第二天一早,大家就出城而去,陈夏还记的当年刘氏埋葬在哪里,凭着记忆找到那里。
到了这夭夭像是想起母亲了,站在坟茔前泪水就止不住,终于“哇”的一声哭出声来,跪倒在坟茔前。
小村离这不远,当时安葬刘氏又是晚上,村里人不敢走太远,就在村子旁一处荒地上埋葬。
他们这群人的到来,本来就引人注目,这会儿见到夭夭痛哭,陈圆圆等人又拿出香烛纸钱,鸡鸭鱼肉等贡品,更是惊讶的过来围观。
等到他们这祭拜完成,一个中年男子过来见礼道:“贵人祭拜此处,莫非是刘氏之女回来了?”
陈夏点头,指着夭夭:“这位就是,不知阁下是?”
男人赶忙介绍自己道:“小人刘全,是村里的里正,听老里正说过,刘氏之女是被以为少年公子带走的,看来就是公子您了。”
陈夏微笑点头:“是我,老里正还好吧,当年多亏了他让人帮忙。”
刘全轻叹一声:“老里正前年过世了,生前交代了村里人,照看一下刘氏和她父亲的坟茔,说孩子长大了会回来祭扫的,不能荒废了。”
陈夏看了看坟茔,确实像有人照看过,不然早就看不见坟堆了。
作为南方人太知道这里的环境,南方一年四季常绿,野草要是无人清除,一年就能把坟堆淹没。
基本上三年没人除草,就再也找不到了。
而自己今天早早出城,就是做好准备要找很久的,没想到来到这后,没一会儿就找到了,可见这里有人除草。

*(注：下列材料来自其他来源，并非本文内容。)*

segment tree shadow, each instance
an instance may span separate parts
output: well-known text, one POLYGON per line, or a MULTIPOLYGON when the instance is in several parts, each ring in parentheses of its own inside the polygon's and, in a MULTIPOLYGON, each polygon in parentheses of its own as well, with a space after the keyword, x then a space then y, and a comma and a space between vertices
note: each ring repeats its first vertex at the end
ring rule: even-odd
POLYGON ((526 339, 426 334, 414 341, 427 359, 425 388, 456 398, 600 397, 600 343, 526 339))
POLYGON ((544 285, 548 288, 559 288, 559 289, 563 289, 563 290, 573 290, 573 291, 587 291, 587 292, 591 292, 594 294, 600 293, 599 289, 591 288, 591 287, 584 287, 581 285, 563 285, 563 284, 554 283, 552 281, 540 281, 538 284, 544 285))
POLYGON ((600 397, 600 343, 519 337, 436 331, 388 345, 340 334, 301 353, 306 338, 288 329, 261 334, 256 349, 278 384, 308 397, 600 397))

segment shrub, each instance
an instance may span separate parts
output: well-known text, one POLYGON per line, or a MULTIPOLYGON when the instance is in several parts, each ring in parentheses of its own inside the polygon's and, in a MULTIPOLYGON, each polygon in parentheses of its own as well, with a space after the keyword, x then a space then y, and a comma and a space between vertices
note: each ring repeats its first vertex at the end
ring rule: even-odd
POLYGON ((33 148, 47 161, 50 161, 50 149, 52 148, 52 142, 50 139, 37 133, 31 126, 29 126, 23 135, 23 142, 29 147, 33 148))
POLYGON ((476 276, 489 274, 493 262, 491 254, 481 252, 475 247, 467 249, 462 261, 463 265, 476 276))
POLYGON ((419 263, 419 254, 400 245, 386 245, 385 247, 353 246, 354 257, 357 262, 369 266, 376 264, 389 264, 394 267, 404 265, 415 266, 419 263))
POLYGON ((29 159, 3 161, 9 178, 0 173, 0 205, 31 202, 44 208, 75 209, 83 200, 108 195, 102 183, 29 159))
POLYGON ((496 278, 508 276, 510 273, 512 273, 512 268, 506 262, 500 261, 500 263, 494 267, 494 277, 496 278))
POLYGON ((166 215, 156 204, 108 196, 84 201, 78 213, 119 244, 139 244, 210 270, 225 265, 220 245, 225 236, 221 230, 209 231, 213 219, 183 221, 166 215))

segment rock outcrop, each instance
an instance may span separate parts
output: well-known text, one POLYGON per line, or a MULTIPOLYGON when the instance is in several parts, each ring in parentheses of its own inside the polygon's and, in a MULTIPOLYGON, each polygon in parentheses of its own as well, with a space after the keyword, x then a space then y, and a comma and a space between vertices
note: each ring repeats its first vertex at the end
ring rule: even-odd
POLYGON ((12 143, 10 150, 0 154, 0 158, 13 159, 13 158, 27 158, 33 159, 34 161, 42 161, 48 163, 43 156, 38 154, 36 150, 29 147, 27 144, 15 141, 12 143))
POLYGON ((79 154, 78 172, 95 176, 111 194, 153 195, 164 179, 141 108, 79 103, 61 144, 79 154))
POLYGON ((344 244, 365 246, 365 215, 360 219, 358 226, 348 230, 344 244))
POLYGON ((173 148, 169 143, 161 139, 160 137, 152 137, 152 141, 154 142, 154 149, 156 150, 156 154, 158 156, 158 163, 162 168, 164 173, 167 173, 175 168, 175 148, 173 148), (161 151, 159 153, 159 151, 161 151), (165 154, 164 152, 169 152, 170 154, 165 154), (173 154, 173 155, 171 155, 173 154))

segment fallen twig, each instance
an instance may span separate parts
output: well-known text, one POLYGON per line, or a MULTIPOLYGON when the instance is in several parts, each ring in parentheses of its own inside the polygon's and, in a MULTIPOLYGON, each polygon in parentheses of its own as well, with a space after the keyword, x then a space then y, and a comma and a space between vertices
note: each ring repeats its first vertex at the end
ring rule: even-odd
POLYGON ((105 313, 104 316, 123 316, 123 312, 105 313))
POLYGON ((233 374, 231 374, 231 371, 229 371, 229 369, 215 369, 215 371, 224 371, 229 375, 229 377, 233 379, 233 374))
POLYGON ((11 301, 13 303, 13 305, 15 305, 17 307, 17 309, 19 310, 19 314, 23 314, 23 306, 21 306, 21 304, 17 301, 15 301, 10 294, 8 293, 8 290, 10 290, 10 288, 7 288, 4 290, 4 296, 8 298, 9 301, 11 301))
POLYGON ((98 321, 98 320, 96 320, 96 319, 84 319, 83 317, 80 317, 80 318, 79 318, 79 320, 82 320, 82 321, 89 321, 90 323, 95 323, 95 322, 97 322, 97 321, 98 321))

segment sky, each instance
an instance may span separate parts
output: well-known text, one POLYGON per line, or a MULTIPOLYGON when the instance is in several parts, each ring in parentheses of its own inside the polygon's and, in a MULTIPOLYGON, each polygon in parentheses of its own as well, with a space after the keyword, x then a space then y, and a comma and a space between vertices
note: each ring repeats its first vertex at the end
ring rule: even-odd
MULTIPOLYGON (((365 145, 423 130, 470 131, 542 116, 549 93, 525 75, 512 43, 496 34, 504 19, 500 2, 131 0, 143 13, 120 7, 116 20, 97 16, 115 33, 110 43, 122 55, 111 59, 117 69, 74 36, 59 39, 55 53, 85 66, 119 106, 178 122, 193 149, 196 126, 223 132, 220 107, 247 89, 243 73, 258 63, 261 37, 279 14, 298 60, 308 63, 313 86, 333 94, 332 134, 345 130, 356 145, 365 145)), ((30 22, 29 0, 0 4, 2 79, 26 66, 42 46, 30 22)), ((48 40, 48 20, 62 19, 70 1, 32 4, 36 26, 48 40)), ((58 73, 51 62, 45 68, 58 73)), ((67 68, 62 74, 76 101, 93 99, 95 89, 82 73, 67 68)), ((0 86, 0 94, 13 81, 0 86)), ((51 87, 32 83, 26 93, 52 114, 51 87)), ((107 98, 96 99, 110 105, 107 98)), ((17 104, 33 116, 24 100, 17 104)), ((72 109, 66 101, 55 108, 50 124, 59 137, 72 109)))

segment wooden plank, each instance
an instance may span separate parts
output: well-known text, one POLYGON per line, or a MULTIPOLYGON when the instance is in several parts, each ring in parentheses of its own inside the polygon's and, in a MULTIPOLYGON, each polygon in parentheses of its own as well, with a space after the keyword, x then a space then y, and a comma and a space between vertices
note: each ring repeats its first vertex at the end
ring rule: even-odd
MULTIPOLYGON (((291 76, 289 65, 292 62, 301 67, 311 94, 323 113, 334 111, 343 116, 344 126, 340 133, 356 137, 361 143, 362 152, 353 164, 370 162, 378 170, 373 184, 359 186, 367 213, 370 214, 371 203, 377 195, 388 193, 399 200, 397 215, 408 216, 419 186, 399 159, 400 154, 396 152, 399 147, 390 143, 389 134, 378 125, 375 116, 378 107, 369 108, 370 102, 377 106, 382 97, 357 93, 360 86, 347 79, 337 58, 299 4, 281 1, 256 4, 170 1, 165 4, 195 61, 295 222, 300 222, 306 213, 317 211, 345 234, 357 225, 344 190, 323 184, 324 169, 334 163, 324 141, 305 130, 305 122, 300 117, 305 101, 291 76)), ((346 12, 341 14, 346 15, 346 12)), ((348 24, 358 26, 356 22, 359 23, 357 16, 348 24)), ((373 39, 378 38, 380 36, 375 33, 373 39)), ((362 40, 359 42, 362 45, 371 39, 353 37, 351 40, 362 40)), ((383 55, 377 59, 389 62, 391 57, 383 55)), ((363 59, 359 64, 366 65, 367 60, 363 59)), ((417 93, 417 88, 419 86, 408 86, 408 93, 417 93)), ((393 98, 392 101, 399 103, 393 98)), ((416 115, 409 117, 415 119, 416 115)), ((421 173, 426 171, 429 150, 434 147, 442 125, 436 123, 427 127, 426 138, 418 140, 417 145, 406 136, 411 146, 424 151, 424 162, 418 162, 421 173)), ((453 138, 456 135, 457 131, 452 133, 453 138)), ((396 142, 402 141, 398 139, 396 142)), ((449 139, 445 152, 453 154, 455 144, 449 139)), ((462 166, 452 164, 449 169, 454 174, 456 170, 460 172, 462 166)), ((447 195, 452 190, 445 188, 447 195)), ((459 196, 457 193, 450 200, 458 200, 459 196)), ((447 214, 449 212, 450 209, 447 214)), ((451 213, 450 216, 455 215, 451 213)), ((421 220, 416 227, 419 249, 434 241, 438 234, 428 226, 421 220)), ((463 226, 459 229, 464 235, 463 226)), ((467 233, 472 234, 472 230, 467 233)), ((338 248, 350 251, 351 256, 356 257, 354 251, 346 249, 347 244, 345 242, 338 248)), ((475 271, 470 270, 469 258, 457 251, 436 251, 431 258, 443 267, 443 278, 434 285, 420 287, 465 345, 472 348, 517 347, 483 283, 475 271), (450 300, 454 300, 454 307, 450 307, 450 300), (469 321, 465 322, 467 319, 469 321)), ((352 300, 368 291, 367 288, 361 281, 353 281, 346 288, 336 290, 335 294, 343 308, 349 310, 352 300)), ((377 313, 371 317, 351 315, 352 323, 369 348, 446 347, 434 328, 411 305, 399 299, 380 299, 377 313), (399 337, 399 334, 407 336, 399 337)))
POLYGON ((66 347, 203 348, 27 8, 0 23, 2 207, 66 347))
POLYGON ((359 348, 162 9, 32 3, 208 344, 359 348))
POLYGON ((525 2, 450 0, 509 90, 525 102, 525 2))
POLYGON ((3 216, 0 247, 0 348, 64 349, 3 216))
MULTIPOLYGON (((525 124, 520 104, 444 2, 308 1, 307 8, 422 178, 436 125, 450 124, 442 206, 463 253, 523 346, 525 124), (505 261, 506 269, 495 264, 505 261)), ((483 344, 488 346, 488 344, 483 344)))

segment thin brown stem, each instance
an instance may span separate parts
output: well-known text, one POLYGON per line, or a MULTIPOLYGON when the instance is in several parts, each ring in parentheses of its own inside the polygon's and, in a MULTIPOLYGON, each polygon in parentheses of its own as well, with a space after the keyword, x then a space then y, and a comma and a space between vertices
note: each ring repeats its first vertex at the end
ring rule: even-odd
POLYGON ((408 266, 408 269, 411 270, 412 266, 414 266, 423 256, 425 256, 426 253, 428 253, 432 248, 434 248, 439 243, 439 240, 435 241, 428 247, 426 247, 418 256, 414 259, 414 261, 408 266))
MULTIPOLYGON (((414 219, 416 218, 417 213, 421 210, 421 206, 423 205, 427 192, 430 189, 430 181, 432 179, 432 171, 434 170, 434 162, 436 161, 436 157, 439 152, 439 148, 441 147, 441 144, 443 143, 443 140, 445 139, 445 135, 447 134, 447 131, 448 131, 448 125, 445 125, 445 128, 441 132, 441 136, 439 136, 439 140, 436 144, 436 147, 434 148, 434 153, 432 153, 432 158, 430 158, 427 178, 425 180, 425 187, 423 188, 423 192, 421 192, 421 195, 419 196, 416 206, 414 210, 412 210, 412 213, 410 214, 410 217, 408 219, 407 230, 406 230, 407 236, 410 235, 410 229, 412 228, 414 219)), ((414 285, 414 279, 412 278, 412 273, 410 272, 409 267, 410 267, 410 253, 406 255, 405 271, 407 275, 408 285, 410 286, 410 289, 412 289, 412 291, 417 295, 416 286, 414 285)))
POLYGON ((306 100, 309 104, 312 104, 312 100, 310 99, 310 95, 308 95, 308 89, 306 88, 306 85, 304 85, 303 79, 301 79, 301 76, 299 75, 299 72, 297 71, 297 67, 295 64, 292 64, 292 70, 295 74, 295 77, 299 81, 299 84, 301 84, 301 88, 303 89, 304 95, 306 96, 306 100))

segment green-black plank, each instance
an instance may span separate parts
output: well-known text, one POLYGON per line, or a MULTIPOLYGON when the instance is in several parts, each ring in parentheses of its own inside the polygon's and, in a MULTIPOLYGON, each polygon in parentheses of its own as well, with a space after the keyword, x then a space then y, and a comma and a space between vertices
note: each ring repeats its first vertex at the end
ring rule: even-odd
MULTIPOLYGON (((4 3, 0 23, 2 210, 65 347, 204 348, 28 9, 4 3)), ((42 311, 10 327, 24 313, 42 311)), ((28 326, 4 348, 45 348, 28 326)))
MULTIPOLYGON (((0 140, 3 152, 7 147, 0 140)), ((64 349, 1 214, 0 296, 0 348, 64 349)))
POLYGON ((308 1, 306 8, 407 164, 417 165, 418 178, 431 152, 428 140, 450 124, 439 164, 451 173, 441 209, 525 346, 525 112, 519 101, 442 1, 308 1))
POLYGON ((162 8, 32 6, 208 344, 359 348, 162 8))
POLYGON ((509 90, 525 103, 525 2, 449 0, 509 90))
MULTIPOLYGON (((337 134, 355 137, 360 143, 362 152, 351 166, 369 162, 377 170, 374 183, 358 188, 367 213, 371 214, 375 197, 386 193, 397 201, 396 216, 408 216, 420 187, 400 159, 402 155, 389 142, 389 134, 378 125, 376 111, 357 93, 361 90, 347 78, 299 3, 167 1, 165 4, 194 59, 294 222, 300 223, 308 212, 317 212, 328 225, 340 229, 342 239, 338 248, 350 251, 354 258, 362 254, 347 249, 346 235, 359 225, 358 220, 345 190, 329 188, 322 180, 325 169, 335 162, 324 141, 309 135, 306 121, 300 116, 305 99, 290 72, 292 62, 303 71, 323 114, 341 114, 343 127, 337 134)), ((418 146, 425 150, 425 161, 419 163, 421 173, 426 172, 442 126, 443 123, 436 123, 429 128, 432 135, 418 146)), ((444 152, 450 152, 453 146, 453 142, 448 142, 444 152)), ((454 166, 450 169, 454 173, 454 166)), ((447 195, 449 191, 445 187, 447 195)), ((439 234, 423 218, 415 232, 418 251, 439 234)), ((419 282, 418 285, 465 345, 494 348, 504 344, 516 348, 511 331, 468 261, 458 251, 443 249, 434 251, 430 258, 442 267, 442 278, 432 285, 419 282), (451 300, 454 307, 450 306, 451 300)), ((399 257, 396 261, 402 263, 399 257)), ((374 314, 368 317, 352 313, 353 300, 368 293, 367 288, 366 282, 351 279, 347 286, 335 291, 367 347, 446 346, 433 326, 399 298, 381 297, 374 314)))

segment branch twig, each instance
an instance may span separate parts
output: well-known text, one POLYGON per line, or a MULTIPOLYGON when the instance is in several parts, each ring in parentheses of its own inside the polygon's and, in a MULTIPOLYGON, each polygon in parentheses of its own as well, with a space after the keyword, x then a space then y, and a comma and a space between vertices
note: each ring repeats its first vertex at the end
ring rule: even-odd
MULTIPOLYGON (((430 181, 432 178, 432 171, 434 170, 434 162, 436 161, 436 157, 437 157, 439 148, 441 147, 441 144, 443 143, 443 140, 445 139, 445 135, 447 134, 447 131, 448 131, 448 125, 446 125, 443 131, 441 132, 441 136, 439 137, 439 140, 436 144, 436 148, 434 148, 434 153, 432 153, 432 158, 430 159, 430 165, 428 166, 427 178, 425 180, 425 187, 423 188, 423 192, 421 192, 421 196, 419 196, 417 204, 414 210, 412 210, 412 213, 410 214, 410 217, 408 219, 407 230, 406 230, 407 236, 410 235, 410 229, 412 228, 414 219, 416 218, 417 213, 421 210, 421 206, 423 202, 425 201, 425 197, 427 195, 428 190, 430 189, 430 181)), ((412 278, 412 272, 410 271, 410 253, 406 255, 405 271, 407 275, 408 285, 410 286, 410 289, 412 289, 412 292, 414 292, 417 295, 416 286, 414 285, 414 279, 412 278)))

想到这,他的眼神柔和起来,对刘全拱手道:“既是里正当面,那陈某想请你再帮一次忙。”
“贵人您请说。”
刘全很是恭敬,陈夏点头道:“我想请刘里正找人,重新给夭夭母亲和外祖造大点的坟墓,每年清明上点贡品,至于费用,我想在这买下一百亩良田作为祭田,你看如何?”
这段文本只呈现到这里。